In my book I bash my former employer for financially incompetent. I give plenty of examples to support my claim that most of their managers and financial employees cannot run their own finances let alone the finances of a business unit. The only reason my former employer has a healthy financial standing is because they have sold off all but basically one business unit which brought in billions of dollars in cash. It is important to note the company had not created a new business entity since the new CEO and its cronies took over in 1996. They have torn down all of what the previous CEO created and today have very little to show for their predecessors achievements. Thus, they had cash in hand to squander and they have not disappointed. They purchased one company in 1997 for over 700 million and in less than 5 years the plant and business unit was dissolved. In 2000 they bought another company that had earnings of less than 250 million dollars a year for nearly 8 billion dollars. Nearly a decade later it is not hard to imagine that my former employer has not come close to breaking even on the purchase. Besides, my former employer always makes its major purchases when the economy is good so they pay a premium for the expenditure.

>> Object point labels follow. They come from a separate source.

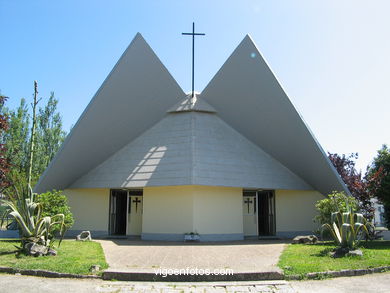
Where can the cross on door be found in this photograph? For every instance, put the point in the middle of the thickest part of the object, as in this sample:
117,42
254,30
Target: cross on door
248,202
136,201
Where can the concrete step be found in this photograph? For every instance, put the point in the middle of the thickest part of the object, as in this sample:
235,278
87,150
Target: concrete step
189,276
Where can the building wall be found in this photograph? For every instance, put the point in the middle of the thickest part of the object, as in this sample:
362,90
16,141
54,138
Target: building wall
218,210
167,210
213,212
90,208
295,210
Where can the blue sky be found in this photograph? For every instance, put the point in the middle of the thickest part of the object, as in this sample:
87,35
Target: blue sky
332,57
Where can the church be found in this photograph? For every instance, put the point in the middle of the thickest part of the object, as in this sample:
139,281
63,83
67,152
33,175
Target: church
234,161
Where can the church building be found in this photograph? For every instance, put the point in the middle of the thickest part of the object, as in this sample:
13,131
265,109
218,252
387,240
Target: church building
147,160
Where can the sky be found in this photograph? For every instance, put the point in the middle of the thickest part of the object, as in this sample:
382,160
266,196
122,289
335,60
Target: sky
331,57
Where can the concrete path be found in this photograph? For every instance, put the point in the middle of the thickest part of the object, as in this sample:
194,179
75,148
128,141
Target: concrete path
240,256
379,283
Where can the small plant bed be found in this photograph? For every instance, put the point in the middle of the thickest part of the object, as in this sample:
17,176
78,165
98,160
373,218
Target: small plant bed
74,257
301,259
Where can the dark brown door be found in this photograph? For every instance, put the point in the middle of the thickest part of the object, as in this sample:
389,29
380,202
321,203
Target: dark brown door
118,212
266,213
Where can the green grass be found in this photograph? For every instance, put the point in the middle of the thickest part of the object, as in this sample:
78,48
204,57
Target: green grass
74,257
300,259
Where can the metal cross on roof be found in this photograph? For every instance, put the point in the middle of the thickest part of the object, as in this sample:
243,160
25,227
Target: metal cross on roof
193,34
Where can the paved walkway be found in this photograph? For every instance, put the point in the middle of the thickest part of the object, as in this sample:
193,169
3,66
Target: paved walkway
239,256
378,283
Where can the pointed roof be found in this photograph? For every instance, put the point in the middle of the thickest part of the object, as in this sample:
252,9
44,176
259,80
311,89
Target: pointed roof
191,148
138,131
134,96
190,103
247,95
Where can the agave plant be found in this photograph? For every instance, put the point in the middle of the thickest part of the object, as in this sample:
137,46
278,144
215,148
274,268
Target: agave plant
347,228
33,227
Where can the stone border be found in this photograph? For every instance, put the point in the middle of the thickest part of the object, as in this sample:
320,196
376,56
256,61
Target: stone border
47,274
152,277
259,276
336,274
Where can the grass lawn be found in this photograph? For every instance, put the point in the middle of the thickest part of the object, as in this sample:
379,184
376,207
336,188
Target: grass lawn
299,259
74,257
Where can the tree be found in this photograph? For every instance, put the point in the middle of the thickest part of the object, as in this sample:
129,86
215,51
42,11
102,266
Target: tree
36,231
53,203
356,183
334,202
4,161
50,135
379,172
17,137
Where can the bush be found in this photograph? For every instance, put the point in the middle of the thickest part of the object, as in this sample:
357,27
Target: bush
53,203
335,202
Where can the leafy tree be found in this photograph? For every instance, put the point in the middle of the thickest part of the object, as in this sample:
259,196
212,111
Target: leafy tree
4,161
379,171
53,203
335,202
35,229
16,138
50,135
356,183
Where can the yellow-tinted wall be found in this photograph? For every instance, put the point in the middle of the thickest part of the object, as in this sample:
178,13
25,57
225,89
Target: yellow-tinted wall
295,210
182,209
218,210
167,209
89,207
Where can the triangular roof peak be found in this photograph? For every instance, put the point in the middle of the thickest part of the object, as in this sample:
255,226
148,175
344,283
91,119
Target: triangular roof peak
192,103
245,93
122,100
267,117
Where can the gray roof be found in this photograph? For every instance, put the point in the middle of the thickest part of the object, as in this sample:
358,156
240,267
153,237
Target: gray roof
248,96
192,147
241,131
135,95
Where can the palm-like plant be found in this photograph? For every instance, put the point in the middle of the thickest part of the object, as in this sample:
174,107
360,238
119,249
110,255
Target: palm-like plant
33,227
347,228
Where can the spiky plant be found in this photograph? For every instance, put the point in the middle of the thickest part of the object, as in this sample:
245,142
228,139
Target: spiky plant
347,228
33,227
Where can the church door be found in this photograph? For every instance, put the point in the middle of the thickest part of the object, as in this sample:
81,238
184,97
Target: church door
259,213
118,212
266,215
134,226
249,209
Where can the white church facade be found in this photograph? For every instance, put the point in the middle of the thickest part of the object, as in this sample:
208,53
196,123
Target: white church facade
234,161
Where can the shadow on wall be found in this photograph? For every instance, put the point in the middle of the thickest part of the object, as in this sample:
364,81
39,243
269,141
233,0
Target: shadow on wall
145,169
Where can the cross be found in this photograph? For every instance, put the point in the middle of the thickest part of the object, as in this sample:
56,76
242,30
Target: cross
248,201
136,201
193,34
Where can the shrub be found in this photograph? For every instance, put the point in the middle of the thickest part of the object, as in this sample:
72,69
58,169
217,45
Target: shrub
335,202
53,203
347,228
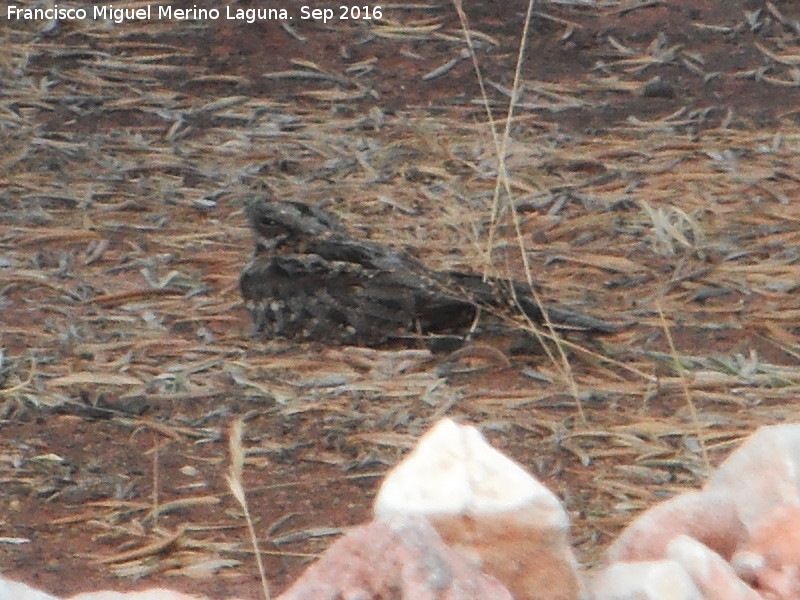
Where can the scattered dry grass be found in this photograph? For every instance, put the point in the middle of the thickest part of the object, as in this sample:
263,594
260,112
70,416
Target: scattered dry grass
125,162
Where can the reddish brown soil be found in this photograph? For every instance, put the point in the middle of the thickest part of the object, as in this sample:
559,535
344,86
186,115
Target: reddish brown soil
79,473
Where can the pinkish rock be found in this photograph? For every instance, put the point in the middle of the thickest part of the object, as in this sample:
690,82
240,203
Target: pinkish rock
762,475
487,507
710,518
401,558
712,574
14,590
770,561
644,580
153,594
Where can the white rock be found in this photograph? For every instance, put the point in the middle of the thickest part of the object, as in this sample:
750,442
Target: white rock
645,580
487,507
454,470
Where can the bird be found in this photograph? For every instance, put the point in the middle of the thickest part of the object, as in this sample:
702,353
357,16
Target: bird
309,279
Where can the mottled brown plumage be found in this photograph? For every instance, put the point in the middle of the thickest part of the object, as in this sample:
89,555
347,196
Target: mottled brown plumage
310,280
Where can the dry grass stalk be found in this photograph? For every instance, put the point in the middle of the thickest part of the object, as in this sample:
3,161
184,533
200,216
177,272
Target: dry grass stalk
234,479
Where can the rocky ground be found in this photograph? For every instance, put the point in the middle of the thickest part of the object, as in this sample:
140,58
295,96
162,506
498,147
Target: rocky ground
653,160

Instead, if they had any financial fortitude they would make major purchases during a recession to get a discount. Not my former employer, they wait to make their purchases at a premium even though they have cash on hand to spend during a recession. I can think of two buildings in the last 10 years they started to construct, but never completed. They waste money like the government.

 

Today, I got more proof to support my claim that my former employer is financially stupid. They are suing Citigroup, BNY Capital Markets, and Morgan Stanley for 524 million lost in auction-rate securities. They claim Citi, BNY, and Morgan Stanley told them auction-rate securities are highly liquid and they mischaracterized the risk in these investments. This is a frivolous claim. Any competent company or person should research and investigate any investment. Supposedly, the auction-rate securities that my former employer invested were getting a 10 percent return before the auction-rate securities market crashed in February of 2008. Just as the morons that invested with Bernard Madoff’s Ponzi scheme discovered, if something looks to good to be true, then it probably is. I may not be the smartest guy, but I would never invest in anything that guarantees double digit returns and is completely liquid. It is simple commonsense that any investment is subject to a down turn. If the investment claims to be independent of the economy or the stock market, they are lying. It is that simple.  

 

My former employer fell into the same trap that other companies and individuals did over the past several years. They purchased into a financial bubble and let their greed get in the way of rationale or commonsense thinking. What my former employer did was no different than individuals who purchased homes they could not afford during the housing bubble and when the housing market collapsed they lost thousands. They too were greedy and not thinking rationally. My former employer was offered a guaranteed 10 percent and they could sell at anytime for a profit. Yes, it is too good to be true, and that market collapsed just as the Madoff Ponzi scheme did.

 

The taxpayers and the government owe my former employer nothing. The courts should throw out the case. My former employer should lick it wounds and hopefully learn a valuable lesson. I doubt they would learn anything because they are too arrogant to admit they were wrong. Some things never change. After all, if they felt the least bit responsible they would have not filed a lawsuit. I am tired of the government and courts rewarding financial idiots compensation at my expense. The bailouts have got to stop!